Sunday, May 12, 2019

Fickle frits

Fritillaria acmopetala
 Fritillarias are undoubtedly an acquired taste. I'm afraid I acquired the taste a long time ago--and many of the subtle greeny ones that people walk right past are some of my favorites. Fritillaria acmopetala is pretty widely available commercially--and generally considered one of the easiest: I've planted it time and again in my rock gardens, in my blue gramma prairie--heck I've put it everywhere--and each year a few will bloom here and there. Not quite what I'd hoped for--namely thick sheaves of flowers year after year. But they do persist.
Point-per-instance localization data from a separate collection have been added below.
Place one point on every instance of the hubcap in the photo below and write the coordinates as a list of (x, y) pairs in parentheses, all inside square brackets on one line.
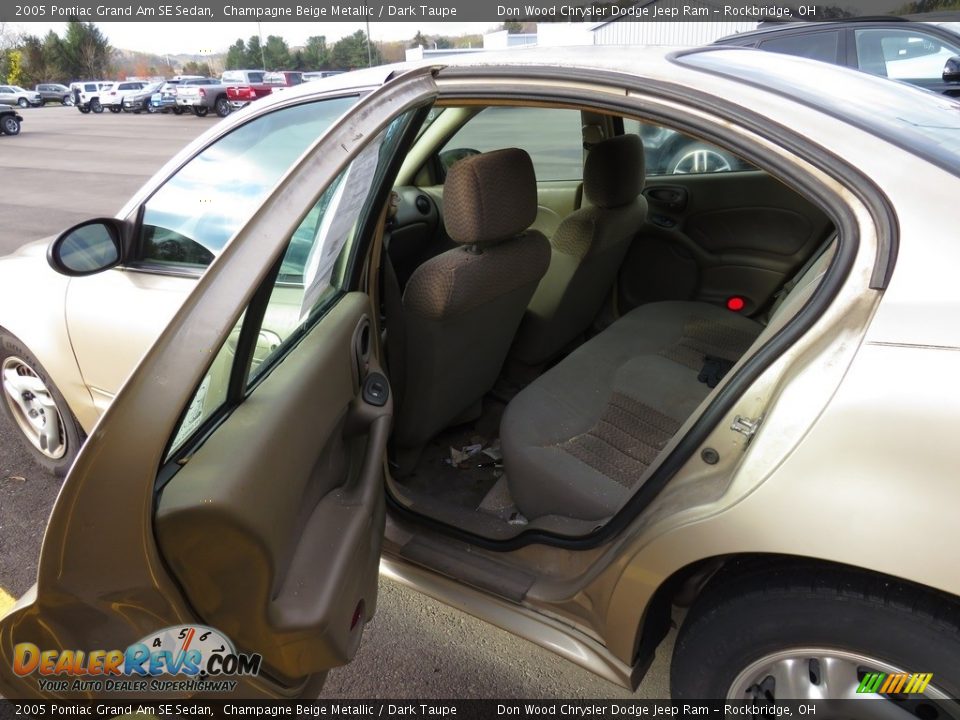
[(828, 674), (33, 408)]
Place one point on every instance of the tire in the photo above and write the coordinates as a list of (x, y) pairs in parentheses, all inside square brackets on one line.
[(817, 630), (699, 158), (10, 125), (222, 107), (51, 433)]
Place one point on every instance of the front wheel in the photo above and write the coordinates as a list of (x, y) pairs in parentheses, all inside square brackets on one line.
[(762, 635), (10, 125), (36, 407), (699, 158)]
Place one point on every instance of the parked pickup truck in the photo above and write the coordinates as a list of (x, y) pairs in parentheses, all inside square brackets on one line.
[(203, 95), (245, 86)]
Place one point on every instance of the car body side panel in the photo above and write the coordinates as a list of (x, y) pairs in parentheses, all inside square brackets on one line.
[(133, 305), (866, 494), (42, 326)]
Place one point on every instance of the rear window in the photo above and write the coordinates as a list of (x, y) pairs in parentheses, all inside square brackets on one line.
[(924, 123)]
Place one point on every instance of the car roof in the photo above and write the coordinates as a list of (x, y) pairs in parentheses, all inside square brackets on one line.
[(769, 29)]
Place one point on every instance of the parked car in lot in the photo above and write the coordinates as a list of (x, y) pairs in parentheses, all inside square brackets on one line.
[(245, 86), (732, 392), (112, 97), (139, 101), (54, 92), (86, 95), (203, 95), (10, 121), (15, 95), (926, 54)]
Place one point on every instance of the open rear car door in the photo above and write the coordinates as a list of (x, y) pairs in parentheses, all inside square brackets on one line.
[(224, 520)]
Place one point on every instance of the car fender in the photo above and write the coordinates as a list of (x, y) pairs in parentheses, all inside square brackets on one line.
[(856, 490), (42, 326)]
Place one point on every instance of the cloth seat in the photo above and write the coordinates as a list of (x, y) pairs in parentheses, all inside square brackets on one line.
[(461, 309), (587, 251)]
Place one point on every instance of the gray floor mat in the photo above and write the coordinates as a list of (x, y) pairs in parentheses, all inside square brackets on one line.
[(466, 485)]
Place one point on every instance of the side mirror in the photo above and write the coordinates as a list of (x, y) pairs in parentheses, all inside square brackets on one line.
[(88, 248), (449, 157), (951, 71)]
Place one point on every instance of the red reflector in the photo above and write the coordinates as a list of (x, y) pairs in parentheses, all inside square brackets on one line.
[(357, 615)]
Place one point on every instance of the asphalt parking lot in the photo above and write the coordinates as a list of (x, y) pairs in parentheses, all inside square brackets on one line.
[(66, 167)]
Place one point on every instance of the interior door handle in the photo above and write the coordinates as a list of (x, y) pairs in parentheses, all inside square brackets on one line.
[(669, 197)]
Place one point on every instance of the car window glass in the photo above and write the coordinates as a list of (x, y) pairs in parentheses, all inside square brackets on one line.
[(190, 218), (552, 136), (310, 278), (902, 54), (816, 46), (668, 152)]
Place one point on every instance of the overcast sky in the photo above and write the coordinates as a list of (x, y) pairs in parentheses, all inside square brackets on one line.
[(216, 37)]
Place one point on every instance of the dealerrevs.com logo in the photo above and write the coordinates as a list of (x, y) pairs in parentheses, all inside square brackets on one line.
[(180, 658)]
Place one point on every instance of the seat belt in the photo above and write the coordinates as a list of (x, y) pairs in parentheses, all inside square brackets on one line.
[(395, 331)]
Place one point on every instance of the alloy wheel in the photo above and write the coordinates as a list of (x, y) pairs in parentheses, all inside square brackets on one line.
[(830, 674), (33, 408)]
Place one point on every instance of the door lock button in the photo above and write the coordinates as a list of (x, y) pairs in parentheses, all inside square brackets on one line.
[(376, 389)]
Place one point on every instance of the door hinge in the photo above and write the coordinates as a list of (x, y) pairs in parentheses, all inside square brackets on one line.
[(746, 426)]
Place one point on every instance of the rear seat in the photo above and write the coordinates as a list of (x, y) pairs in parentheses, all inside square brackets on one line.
[(578, 441)]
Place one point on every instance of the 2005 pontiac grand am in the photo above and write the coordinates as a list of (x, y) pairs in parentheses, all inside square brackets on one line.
[(687, 323)]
And then today I was walking along my alley and Lo! and Behold! what should be growing in the sparse shade of a pinon pine but a self-sown seedling of this very frit: where I would NEVER have dreamed of planting it in a million years!
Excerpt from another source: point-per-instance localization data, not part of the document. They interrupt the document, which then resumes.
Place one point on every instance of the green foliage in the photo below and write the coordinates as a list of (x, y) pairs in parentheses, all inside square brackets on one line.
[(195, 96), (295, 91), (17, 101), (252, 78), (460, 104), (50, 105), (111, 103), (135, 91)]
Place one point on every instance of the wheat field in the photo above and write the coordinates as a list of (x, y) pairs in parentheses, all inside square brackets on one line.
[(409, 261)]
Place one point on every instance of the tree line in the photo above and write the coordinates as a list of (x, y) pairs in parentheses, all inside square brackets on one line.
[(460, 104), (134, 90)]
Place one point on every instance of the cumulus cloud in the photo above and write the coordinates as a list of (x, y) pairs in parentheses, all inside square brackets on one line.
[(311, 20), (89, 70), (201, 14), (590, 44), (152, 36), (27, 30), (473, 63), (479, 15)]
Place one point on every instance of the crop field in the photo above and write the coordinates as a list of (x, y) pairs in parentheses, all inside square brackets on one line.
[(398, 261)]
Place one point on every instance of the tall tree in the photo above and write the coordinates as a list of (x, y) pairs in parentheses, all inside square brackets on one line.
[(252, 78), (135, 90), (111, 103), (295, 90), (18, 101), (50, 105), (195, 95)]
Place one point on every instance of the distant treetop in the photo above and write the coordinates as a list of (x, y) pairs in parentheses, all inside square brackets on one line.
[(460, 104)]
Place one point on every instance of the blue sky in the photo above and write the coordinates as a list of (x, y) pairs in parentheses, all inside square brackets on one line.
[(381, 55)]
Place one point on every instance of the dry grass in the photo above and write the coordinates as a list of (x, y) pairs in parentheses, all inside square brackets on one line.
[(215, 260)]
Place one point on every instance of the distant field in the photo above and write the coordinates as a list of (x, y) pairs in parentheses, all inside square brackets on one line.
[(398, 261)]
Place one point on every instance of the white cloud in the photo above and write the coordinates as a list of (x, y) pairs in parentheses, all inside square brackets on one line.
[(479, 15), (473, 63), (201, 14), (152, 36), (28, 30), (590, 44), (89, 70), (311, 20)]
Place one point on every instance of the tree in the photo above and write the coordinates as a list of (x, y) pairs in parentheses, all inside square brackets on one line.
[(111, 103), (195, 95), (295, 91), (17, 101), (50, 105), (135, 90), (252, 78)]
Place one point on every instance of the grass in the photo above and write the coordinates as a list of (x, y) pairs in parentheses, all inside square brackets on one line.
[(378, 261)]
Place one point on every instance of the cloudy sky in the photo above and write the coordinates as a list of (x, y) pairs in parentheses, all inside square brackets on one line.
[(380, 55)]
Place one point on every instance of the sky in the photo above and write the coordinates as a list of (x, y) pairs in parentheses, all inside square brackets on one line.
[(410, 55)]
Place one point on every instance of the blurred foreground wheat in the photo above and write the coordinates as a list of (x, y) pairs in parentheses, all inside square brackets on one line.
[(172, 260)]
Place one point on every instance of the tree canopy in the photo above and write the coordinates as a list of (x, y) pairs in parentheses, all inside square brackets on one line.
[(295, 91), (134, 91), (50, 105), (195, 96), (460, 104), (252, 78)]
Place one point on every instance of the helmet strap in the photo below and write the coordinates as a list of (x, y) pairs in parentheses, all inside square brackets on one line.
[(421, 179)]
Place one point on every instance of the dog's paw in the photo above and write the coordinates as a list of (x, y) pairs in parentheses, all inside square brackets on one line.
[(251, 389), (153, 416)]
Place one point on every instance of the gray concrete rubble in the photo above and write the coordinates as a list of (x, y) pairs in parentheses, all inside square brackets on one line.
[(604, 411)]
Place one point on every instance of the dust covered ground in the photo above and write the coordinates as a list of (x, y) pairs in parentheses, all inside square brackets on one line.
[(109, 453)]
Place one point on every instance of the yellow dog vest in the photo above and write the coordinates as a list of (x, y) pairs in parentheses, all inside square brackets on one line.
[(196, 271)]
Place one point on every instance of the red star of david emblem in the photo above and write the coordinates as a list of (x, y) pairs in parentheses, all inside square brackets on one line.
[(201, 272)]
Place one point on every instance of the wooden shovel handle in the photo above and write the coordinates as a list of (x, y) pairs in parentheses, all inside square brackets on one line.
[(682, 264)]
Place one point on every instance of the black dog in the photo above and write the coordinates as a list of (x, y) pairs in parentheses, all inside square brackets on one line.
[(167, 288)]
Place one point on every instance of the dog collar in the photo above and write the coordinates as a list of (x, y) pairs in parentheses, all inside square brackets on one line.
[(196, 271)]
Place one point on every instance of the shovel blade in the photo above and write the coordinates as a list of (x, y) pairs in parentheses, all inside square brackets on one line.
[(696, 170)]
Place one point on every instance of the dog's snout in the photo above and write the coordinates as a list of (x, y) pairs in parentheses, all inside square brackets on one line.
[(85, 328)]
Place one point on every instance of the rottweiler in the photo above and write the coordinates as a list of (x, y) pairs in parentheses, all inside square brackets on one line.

What galls me isn't just that its growing in the wretched spot, in awful soil, with sundry weeds--but it is nearly 18 tall and gorgeous: it LIKES this spot! This isn't the first time this Western Asian has annoyed me: one of my colleagues planted it in a woodland garden at Denver Botanic Gardens where it's going viral.


It's self-sowing wildly--hundreds and hundreds of seedlings are maturing and blooming around the original plants!
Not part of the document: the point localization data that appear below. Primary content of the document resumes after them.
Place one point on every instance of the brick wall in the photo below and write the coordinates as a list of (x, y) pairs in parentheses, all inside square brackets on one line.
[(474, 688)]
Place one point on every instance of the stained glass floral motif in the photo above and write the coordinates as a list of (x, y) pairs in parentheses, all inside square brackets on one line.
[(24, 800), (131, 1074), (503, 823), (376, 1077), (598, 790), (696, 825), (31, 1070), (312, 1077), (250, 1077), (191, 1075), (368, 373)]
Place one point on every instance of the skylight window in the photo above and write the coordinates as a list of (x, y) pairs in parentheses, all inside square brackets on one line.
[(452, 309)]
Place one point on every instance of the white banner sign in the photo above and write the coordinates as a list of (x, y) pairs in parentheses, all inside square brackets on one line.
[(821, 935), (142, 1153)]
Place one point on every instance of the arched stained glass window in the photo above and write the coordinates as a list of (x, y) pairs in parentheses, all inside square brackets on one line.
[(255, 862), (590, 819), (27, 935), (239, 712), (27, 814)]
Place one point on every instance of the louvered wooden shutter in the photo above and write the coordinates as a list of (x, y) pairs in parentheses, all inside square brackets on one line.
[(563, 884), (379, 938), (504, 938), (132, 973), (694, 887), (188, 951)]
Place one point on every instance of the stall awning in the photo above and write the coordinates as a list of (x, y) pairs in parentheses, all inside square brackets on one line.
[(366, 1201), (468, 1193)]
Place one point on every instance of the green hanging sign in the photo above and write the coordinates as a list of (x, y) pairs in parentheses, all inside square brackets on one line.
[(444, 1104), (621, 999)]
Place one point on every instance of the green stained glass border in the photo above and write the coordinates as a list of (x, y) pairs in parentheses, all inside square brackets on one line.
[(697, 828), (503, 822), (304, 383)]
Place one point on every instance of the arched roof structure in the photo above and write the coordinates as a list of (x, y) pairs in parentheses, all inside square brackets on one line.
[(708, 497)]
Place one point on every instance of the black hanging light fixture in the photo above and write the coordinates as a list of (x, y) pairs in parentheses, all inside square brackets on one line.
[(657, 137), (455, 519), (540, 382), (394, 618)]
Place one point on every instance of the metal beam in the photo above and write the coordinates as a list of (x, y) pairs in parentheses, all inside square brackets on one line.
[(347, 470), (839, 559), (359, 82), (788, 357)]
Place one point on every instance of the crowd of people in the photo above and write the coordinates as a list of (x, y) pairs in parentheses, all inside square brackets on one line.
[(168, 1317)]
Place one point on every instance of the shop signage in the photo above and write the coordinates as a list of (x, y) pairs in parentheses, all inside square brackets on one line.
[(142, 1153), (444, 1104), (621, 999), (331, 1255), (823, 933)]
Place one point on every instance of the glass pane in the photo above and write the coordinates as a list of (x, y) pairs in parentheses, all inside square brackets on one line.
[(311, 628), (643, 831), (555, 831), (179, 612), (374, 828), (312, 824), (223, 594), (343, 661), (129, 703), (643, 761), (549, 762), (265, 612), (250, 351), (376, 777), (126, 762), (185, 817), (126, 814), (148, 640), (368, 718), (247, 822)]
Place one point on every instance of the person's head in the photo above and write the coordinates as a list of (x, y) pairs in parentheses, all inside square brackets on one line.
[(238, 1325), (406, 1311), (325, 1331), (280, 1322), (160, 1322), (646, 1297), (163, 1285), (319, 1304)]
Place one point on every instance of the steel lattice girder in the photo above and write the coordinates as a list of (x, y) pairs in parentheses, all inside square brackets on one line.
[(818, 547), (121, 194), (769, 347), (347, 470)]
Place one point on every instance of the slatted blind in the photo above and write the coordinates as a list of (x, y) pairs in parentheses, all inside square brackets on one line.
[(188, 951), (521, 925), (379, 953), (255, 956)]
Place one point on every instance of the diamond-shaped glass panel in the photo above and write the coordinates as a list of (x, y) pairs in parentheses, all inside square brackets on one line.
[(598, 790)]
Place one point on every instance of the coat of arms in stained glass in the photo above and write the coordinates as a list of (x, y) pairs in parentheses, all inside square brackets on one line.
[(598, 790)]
The Fritillaries that are whitish and finished blooming are F. assyrica, growing intermixed but blooming a week or two earlier. I would have never dreamed of putting either of these in this bed (if you look at the upper left you'll see a big clump of Cypripedium  Frosh Hybrid--and there are Hostas and Dicentra and other classic woodland plants. So I recommend if you want to grow this Fritillaria, put it in the woods or out in the alley!

1 comment:

  1. It is nice to see a Cypripedium (Lady's-slipper orchid) included in the woodland planting. However, I am still cringing that I don't see any sedges (Carex).